Can the Amount I Receive Decrease Based on My 2021 Income?

Unfortunately, the answer to this question is yes. In fact, there are two different phaseouts, both of which are based on your modified adjusted gross income for 2021. The first phaseout will decrease the amount of the Child Tax Credit to only $2,000 per child, while the second phaseout may reduce the remaining Child Tax Credit to less than $2,000 per child. Since these phaseouts can be confusing, it is best to discuss your situation with an experienced CPA to learn how or if these phaseouts will apply to you and your family.

Will I Receive Lower Payments if I Owe Taxes from Previous Years?

While you may assume you are destined to receive lower payments from this tax credit if you owe taxes from previous years, the good news is that any taxes you still owe will not keep you from receiving what you are entitled to from the Child Tax Credit. However, should you receive a regular tax refund from your 2021 taxes, any Child Tax Credit amounts that still remain may be subject to being used to pay off state or federal tax debts, so keep this in mind.

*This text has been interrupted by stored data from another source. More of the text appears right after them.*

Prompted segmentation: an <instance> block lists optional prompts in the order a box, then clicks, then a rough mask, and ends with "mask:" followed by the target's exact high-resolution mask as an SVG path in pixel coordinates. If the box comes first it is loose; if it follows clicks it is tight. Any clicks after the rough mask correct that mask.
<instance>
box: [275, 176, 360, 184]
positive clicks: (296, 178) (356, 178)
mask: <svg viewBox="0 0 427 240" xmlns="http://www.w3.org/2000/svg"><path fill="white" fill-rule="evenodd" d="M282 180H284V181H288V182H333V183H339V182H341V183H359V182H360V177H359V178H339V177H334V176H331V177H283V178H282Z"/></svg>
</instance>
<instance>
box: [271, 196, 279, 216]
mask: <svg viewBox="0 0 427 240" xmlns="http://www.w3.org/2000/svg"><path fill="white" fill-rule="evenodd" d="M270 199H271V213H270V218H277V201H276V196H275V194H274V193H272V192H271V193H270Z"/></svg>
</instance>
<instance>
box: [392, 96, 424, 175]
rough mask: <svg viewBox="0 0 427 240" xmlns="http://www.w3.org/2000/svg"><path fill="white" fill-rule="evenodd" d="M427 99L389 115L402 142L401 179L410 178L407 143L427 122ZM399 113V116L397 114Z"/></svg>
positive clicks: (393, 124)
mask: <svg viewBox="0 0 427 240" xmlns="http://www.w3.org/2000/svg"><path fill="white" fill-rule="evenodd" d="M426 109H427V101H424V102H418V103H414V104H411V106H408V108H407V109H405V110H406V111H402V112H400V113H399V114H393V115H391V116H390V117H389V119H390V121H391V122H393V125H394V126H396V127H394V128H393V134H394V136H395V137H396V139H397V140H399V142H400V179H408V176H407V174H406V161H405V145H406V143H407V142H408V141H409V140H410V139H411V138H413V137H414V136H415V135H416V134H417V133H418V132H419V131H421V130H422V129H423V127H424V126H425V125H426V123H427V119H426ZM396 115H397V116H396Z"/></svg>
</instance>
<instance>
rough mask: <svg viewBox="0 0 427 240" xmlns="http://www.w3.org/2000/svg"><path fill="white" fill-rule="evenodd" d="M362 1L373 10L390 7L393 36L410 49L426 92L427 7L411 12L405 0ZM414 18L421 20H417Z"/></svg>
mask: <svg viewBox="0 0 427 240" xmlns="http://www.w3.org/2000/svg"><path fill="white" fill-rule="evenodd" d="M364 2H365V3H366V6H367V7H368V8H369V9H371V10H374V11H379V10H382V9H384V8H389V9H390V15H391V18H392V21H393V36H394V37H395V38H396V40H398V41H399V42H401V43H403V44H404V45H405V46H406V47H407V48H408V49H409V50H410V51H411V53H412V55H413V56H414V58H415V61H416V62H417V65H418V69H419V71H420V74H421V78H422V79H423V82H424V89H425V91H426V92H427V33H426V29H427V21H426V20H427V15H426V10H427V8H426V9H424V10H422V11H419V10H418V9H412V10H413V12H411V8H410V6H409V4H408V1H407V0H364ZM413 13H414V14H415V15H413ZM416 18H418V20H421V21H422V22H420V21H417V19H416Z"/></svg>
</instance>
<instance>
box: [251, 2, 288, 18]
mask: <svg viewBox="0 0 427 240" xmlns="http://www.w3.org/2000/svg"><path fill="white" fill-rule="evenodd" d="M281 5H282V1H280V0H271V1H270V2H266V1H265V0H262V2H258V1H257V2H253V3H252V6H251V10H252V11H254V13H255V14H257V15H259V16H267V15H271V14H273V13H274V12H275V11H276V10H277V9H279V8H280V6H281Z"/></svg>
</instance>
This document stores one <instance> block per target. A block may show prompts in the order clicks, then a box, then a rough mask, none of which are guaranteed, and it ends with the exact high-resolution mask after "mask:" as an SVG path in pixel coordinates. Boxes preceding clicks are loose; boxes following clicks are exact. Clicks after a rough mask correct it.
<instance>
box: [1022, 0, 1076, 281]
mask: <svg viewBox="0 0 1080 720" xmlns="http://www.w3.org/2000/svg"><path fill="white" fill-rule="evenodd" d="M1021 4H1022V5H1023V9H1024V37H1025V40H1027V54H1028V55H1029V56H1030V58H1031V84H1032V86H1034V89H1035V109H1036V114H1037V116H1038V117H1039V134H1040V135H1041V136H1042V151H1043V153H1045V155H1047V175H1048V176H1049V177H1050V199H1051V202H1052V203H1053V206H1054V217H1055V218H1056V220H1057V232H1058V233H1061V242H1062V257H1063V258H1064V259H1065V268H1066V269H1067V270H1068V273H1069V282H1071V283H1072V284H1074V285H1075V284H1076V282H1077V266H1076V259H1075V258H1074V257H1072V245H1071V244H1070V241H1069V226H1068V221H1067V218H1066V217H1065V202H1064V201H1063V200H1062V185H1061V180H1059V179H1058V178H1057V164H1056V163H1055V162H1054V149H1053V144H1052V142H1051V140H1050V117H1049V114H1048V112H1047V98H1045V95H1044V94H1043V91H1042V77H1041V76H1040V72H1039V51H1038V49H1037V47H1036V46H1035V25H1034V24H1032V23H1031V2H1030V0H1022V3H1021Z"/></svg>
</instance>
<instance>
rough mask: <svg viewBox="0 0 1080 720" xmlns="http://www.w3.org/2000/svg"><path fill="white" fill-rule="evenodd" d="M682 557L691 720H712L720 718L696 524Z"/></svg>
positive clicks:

What About Past-Due Child Support?

Should you or your spouse owe past-due child support, this will not offset any advance Child Tax Credit payments to which you are entitled.

Can My Payments be Subject to Garnishment?

Yes. Under federal law, these payments are not exempt from being garnished by non-federal creditors. Thus, private creditors as well as your local or state governments may take action to garnish the payments you receive.

What if I Have Not Filed Taxes in Previous Years?

Finally, if you have not filed taxes in the last few years but did enter information into the Non-Filer tool to be eligible for stimulus payments, the IRS will use this information to determine your eligibility. Should you qualify, you will be automatically enrolled for these tax credits.

Due to the many complexities associated with these tax credits, don’t leave anything to chance. Instead, consult with your CPA as soon as possible.